We have lived together since Sept 2012. The house (mortgage) is in my name and we have separate bank accounts. My concern is that in her current mental state and with the alcoholism she is not making best interest decisions. Others may influence Kirstie. Is there anything I can do to safeguard my own position, but leave the door open for her to return if she wants to following the necessary inteventions and therapy.

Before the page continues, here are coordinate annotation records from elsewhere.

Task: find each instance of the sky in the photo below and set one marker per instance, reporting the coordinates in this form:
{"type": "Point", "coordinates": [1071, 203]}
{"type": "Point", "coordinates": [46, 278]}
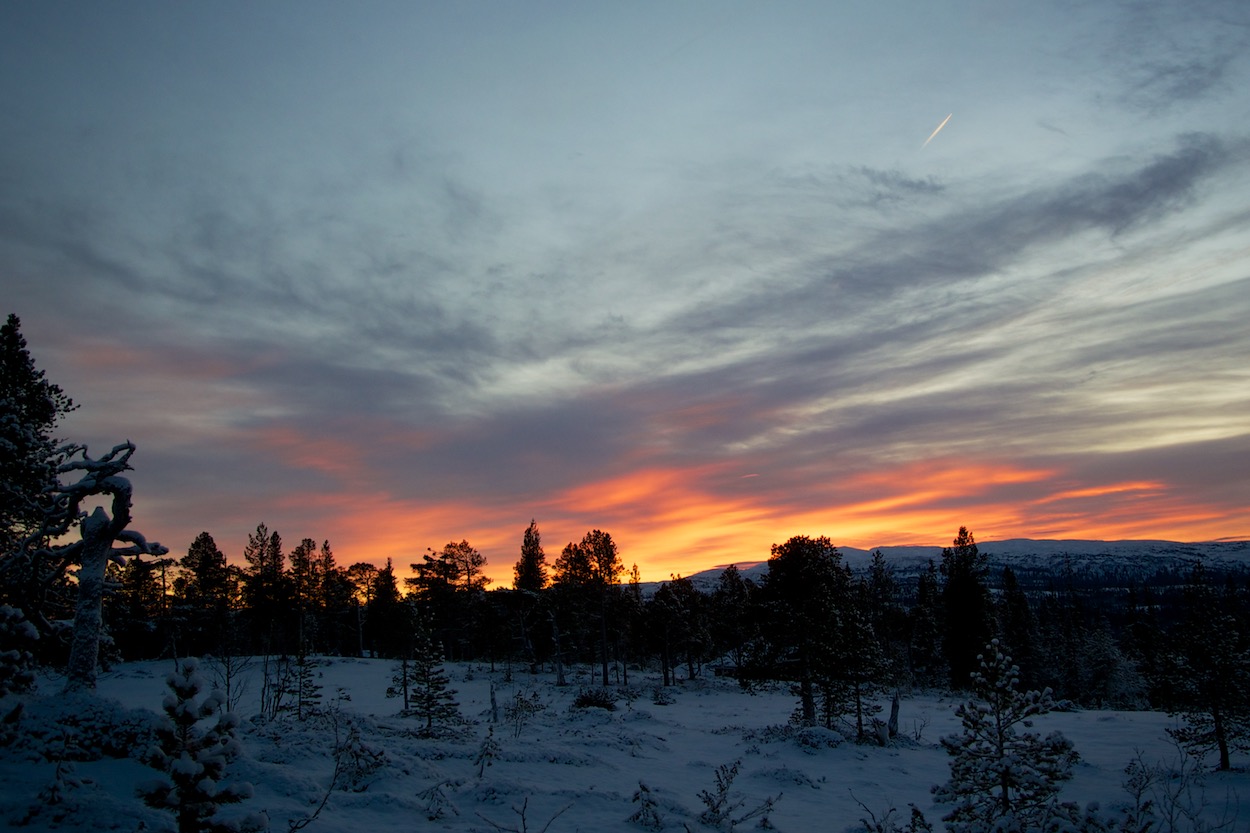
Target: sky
{"type": "Point", "coordinates": [698, 274]}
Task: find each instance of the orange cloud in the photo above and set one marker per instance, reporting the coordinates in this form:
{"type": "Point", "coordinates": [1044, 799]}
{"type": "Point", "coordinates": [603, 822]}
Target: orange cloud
{"type": "Point", "coordinates": [671, 520]}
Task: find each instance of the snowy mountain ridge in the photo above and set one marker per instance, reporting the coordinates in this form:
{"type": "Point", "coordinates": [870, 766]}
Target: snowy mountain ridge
{"type": "Point", "coordinates": [1026, 555]}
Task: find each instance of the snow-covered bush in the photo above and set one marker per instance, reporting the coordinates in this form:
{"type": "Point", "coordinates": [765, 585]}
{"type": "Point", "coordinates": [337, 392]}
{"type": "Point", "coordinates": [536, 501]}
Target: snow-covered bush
{"type": "Point", "coordinates": [486, 753]}
{"type": "Point", "coordinates": [1001, 778]}
{"type": "Point", "coordinates": [193, 758]}
{"type": "Point", "coordinates": [648, 813]}
{"type": "Point", "coordinates": [725, 812]}
{"type": "Point", "coordinates": [16, 662]}
{"type": "Point", "coordinates": [81, 727]}
{"type": "Point", "coordinates": [595, 698]}
{"type": "Point", "coordinates": [521, 711]}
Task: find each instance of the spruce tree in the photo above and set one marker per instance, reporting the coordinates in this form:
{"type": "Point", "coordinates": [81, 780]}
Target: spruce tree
{"type": "Point", "coordinates": [191, 757]}
{"type": "Point", "coordinates": [966, 607]}
{"type": "Point", "coordinates": [1204, 674]}
{"type": "Point", "coordinates": [530, 570]}
{"type": "Point", "coordinates": [30, 408]}
{"type": "Point", "coordinates": [430, 698]}
{"type": "Point", "coordinates": [1001, 778]}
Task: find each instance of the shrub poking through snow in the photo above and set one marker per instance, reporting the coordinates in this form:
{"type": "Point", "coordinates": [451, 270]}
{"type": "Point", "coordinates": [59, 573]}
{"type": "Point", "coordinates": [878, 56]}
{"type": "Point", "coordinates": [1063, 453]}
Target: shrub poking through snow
{"type": "Point", "coordinates": [1000, 776]}
{"type": "Point", "coordinates": [721, 811]}
{"type": "Point", "coordinates": [191, 757]}
{"type": "Point", "coordinates": [521, 711]}
{"type": "Point", "coordinates": [486, 753]}
{"type": "Point", "coordinates": [595, 698]}
{"type": "Point", "coordinates": [648, 813]}
{"type": "Point", "coordinates": [16, 662]}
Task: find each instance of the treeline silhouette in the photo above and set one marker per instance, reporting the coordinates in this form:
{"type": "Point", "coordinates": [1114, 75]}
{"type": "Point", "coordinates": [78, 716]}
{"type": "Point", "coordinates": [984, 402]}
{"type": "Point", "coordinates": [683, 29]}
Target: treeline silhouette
{"type": "Point", "coordinates": [843, 638]}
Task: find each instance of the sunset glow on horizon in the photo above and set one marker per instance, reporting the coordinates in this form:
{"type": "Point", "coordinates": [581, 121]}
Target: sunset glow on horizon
{"type": "Point", "coordinates": [394, 275]}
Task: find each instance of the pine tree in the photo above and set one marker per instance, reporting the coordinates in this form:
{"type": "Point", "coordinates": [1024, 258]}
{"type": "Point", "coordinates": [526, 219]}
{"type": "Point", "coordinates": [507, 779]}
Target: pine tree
{"type": "Point", "coordinates": [30, 408]}
{"type": "Point", "coordinates": [530, 570]}
{"type": "Point", "coordinates": [965, 604]}
{"type": "Point", "coordinates": [430, 698]}
{"type": "Point", "coordinates": [193, 758]}
{"type": "Point", "coordinates": [998, 774]}
{"type": "Point", "coordinates": [1204, 674]}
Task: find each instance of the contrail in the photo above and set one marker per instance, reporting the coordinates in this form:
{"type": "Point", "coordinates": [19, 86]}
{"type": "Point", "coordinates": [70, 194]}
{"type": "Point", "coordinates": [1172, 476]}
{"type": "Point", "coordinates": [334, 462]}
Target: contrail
{"type": "Point", "coordinates": [935, 131]}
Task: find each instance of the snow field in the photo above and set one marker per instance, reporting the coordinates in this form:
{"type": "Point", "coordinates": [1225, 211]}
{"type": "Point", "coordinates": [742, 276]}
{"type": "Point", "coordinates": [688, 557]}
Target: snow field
{"type": "Point", "coordinates": [581, 763]}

I rely on carers. Over the past two years Kirstie assumed more of the caring responsibility - in nutshell (and the words of others) she became obsessed with me. Excluded my care team as much as possible - which all contributed to her rise in anxiety and helped her to disguise her drinking. I have had to call emergency services 3 times in 6 weeks to help pick her up after she became so intoxicated. Having said all that, if Kirstie accepts the help offered by professionals, she may get through this and, I will be waiting. However, she may decide (and has already muted that, 'it is no longer her home, but she still loves me'). If Kirstie wants to formally separate, can I safeguard my position in terms of the house and any savings (on the premise the relationship broke up within 2 years due to unreasonable behaviour on her part)?
2 years - £130K on mortgage - I paid off £90k from my own money before we got together. House is worth £220K. No debts - my income is from a pension (veterans agency &royal navy prior to us being together). Kirstie has access to ex husbands pension. Recently Kirstie lost her job and is awaiting prosecution on a drink drive offence. A real mess.